Отводя глаза от литературы, возьмем еще несколько искусств. Прежде чем мы пойдем дальше, давайте признаем, что одно искусство, по крайней мере, никогда не достигало более возвышенных зафиксированных высот, чем сегодня. Музыка поколения, которое только что прошло, я верю, находится в первом ряду искусства. Это искусство сейчас в муках огромной трансформации. Не используя фразу в ее сленговом значении, музыка будущего обязательно коснется великолепий, о которых никогда не мечтал тот Рафаэль лиры, Моцарт.
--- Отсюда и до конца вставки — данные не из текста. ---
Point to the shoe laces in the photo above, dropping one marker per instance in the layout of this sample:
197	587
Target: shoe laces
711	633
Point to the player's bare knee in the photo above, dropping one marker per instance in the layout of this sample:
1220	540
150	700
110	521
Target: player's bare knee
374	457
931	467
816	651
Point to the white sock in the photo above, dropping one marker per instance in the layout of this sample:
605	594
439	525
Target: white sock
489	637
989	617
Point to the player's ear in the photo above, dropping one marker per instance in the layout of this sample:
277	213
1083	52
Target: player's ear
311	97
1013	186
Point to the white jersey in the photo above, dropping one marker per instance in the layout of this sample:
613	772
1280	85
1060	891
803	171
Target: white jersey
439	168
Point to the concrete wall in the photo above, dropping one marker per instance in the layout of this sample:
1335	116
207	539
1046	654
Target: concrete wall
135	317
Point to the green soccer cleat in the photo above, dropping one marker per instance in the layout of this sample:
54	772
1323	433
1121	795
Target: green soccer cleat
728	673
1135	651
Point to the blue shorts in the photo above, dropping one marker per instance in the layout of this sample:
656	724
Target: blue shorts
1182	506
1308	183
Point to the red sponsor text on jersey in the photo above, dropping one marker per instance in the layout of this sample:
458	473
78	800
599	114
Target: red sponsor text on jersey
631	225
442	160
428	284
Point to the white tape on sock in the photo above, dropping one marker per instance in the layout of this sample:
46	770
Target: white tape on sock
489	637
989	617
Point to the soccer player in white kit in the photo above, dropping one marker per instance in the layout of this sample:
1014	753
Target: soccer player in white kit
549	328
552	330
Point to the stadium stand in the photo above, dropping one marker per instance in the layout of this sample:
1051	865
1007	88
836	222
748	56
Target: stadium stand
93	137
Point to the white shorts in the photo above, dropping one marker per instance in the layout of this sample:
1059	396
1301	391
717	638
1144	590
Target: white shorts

Единственные арт-титаны, которые сейчас борются, — это музыканты; не те ничтожные души, которые набивают бедные слова пустых бурлесков, а великие духи, которые сидят отдельно и имеют аудиторию ангелов. Эти люди, из своих собственных уст, уверяют нас, что они ловят отдаленные ропоты таких имперских тонов, которые никогда еще не наполняли ухо человека. Они не могут собрать разбитые аккорды, которые слышат. Они признают, что слышали не более чем несколько тактов великих мастеров, которые близки к нам; но, говорят они, если бы они только воспроизвели эффект, который эти прелюдирующие отрывки оказывают на них, «Такое гармоничное безумие с их губ полилось бы, мир слушал бы тогда, как они слушают сейчас».